An efficient and universal Agrobacterium-mediated transformation protocol in rice

Abstract

For development of transgenic varieties of interest in rice, we have developed a simple, efficient and universal Agrobacterium mediated transformation protocol. Mature seeds of two indica (IR64 and Jaya), one each from japonica (AC41039) and aromatic (Basmati370) varieties were used as explants in the present study. Agrobacterium tumefaciens strain EHA 105 carrying Ti plasmid (pBI121) with the selectable marker nptII along with the reporter gene uidA encoding β-glucuronidase (GUS) was successfully integrated with rice genome without use of acetosyringone. Sterile distilled water washing in place of cefotaxime in the elimination process has been used to control excess growth of Agrobacterium. All the material after transformation germinated in 2 to 3 days of co-cultivation on MS basal medium. Germinated seeds transferred to the selection medium i.e. plain MS medium with 50 mg/l of kanamycin, produced two to three primary tillers within 2 weeks.

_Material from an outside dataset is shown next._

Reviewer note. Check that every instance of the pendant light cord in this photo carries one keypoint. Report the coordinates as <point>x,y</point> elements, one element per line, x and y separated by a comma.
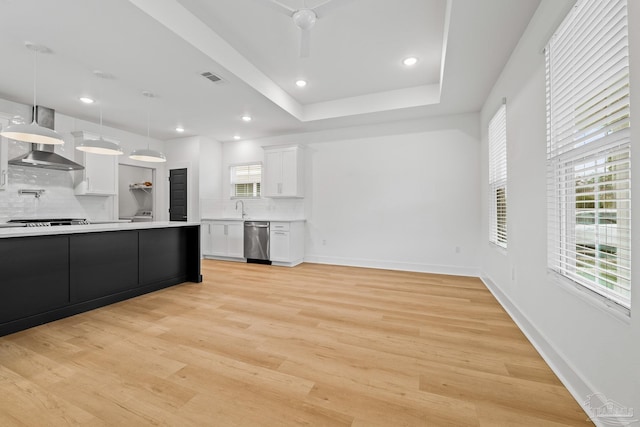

Mesocotyls from 2 week old in vitro grown plants were taken and cultured in the multiplication medium (MS supplemented with 0.5 mg/l BA and 50 mg/l Kanamycin) where within 6–8 days they produced 3–4 secondary tillers. All the five to six tiller shoots so produced in the process developed roots on plain MS and grew well when transferred to pots containing autoclaved soil and vermicompost in the proportion of 4:1. Transient expression of GUS was observed in all the tissues of recipient plants. Integration of the transgene was confirmed by employing southern blotting and real-time PCR technique. The transformation protocol developed can be efficiently used across the two major subspecies/ecotypes of the Asian rice cultivar Oryza sativa.